Regardless. For a very cheap ARM based server, this seems good. It would be worthwhile to compare to an intel setup.
Does this apply to real world needs? Well, I tweeted to @gruber asking what were his daringfireball stats the other day and he was kind enough to respond back with a set of 24 hour stats from his site which is one of the more popular blogs out there. I don’t know that he uses wordpress but regardless. He responded with this:
Presuming an evenly distributed number of requests over an hour allowing us to divide by 3600, during the busiest hour 15815, yields ~4.4 requests a second. Seems like this setup would be able to do that.

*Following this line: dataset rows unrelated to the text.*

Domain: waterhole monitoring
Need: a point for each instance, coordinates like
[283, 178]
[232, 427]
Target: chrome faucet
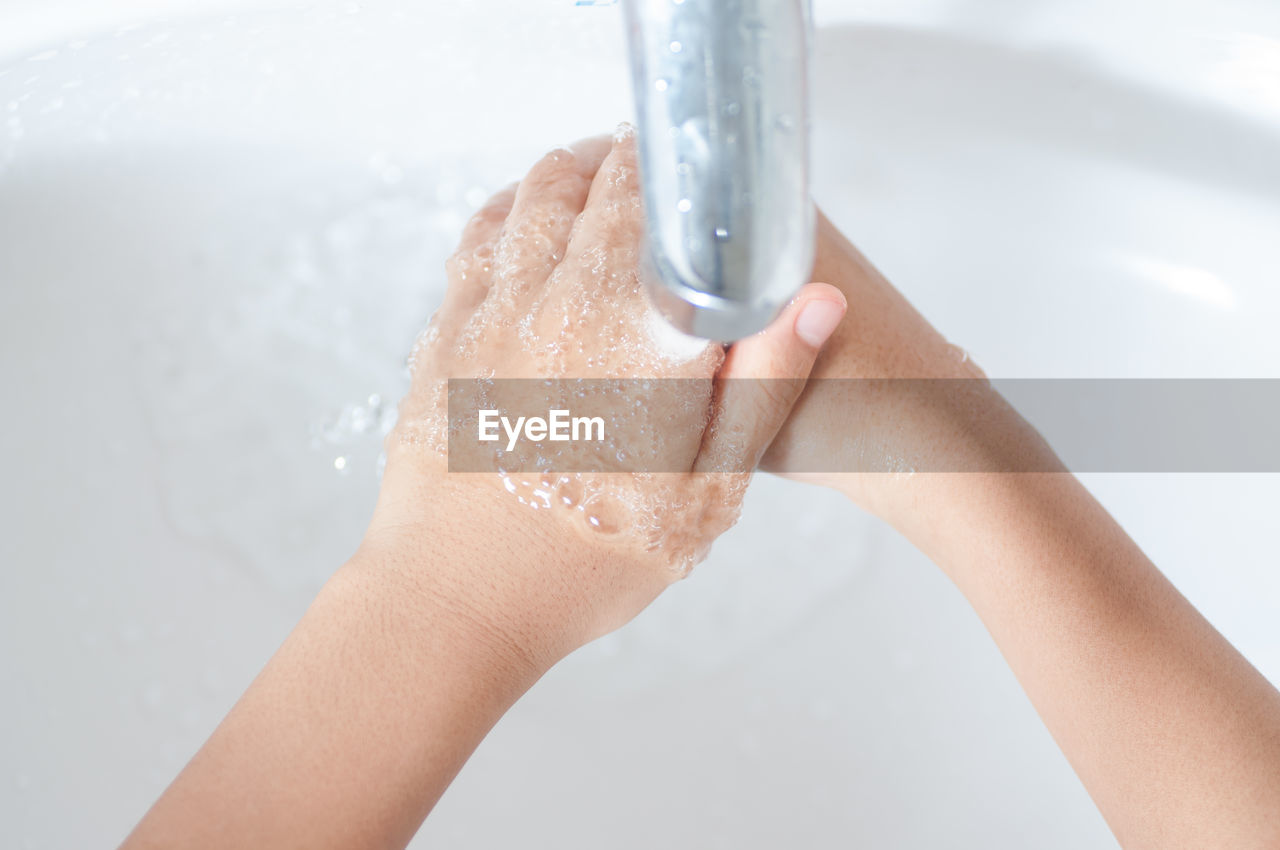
[722, 108]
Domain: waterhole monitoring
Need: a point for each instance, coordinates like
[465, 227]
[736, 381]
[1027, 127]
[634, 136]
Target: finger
[487, 223]
[611, 218]
[536, 232]
[763, 376]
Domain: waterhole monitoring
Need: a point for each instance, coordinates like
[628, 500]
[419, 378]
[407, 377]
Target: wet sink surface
[219, 234]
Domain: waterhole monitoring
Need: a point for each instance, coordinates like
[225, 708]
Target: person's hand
[544, 284]
[867, 438]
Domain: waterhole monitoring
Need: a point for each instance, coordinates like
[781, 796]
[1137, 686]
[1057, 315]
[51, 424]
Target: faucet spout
[722, 113]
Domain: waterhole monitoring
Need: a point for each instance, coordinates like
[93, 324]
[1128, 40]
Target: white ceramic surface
[219, 233]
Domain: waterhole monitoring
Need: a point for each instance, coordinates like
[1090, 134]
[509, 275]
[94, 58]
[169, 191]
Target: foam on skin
[560, 297]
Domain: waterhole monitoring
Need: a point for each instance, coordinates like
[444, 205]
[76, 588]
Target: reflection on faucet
[721, 91]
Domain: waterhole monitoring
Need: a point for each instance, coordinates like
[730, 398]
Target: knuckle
[554, 169]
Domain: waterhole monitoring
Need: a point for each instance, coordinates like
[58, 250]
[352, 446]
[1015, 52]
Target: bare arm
[1173, 732]
[469, 586]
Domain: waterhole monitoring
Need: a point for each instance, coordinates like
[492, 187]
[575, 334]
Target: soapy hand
[544, 286]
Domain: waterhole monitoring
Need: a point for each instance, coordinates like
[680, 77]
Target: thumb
[763, 376]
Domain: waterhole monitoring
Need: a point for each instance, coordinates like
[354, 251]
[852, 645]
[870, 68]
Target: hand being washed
[467, 586]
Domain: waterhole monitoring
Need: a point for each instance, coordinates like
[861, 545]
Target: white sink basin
[219, 234]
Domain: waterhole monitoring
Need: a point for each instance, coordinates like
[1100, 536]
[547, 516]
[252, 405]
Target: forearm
[1174, 734]
[352, 731]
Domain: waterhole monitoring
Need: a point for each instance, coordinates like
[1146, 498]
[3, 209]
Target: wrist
[496, 572]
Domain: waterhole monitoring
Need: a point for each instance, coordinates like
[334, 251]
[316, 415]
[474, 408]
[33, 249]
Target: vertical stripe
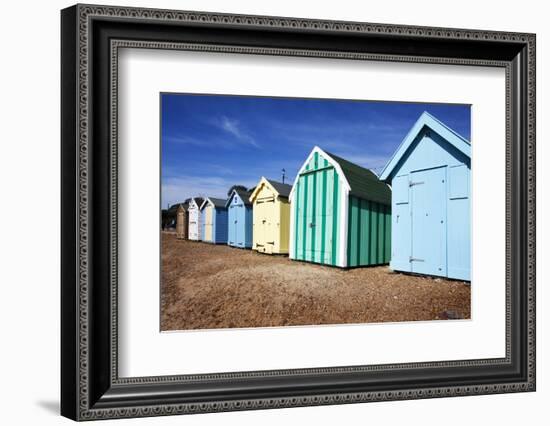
[334, 218]
[324, 215]
[296, 203]
[374, 237]
[313, 212]
[359, 208]
[304, 218]
[350, 224]
[369, 232]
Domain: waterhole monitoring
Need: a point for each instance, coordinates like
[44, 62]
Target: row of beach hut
[415, 215]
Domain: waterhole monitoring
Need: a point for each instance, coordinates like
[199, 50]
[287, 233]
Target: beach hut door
[428, 213]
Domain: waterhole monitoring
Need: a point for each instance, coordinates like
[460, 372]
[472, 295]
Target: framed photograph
[263, 212]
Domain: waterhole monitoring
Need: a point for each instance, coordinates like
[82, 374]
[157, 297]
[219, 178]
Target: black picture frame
[90, 386]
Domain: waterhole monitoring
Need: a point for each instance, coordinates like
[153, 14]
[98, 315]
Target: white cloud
[234, 128]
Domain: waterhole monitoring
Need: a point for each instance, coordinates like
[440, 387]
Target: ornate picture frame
[91, 37]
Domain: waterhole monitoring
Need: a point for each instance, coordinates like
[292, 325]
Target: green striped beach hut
[340, 213]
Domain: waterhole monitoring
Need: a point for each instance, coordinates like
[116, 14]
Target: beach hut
[271, 216]
[340, 213]
[214, 221]
[239, 219]
[194, 218]
[182, 223]
[430, 178]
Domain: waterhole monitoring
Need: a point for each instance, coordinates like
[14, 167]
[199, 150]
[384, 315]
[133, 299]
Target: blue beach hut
[214, 221]
[239, 212]
[430, 179]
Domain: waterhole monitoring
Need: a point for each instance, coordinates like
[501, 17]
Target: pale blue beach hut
[431, 208]
[239, 212]
[214, 221]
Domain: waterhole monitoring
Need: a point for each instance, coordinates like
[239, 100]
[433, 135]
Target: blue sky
[210, 142]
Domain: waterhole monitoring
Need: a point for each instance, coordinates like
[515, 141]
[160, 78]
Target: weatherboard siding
[270, 220]
[431, 201]
[369, 236]
[239, 227]
[316, 213]
[194, 222]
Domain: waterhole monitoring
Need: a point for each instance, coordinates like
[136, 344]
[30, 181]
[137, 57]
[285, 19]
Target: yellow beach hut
[270, 217]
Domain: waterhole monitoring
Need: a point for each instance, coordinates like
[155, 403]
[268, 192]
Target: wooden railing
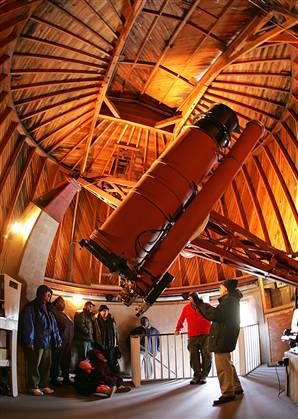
[170, 359]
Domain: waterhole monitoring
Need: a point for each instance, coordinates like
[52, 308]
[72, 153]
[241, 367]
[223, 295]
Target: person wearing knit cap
[223, 336]
[39, 333]
[107, 337]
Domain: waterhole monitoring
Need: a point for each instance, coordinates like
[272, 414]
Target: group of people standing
[214, 329]
[54, 345]
[48, 332]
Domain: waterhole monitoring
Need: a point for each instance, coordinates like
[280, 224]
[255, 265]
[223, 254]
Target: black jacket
[225, 322]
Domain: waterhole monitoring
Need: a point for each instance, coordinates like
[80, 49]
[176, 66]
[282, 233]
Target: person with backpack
[39, 333]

Update #1: Doing a little digging around last night, I discovered in the 400 concurrent request range the kernel is throwing page allocation failures yet it’s not really out of memory yet. I’ve posted a question to the linaro-dev list about this to which Andy Green mentioned it might be related to a problem observed on the Raspberry Pi which seems to involve the ethernet driver. Stay tuned.


Just to make sure… Are the stats for daringfireball requests or visitors ? Stats software often reports visits and unique visitors, so if that’s the case, the number of requests/hits (is hit the same as request?) would be much higher.
That’s a good question. On the right hand side of that chart, those are unique visit counts. While on the left it’s a count of visits. It is unclear to me if the number of page hits per vistor per session are combined in some fashion. Given the way John constructs his site, the average reader is more likely to just read the front page which includes the past couple of days of posts rather than comb through past archives. Regardless this is conjecture. I’ll see if John might comment.
The next steps are as I see it are to do some profiling and to get to the bottom of the ethernet driver issue.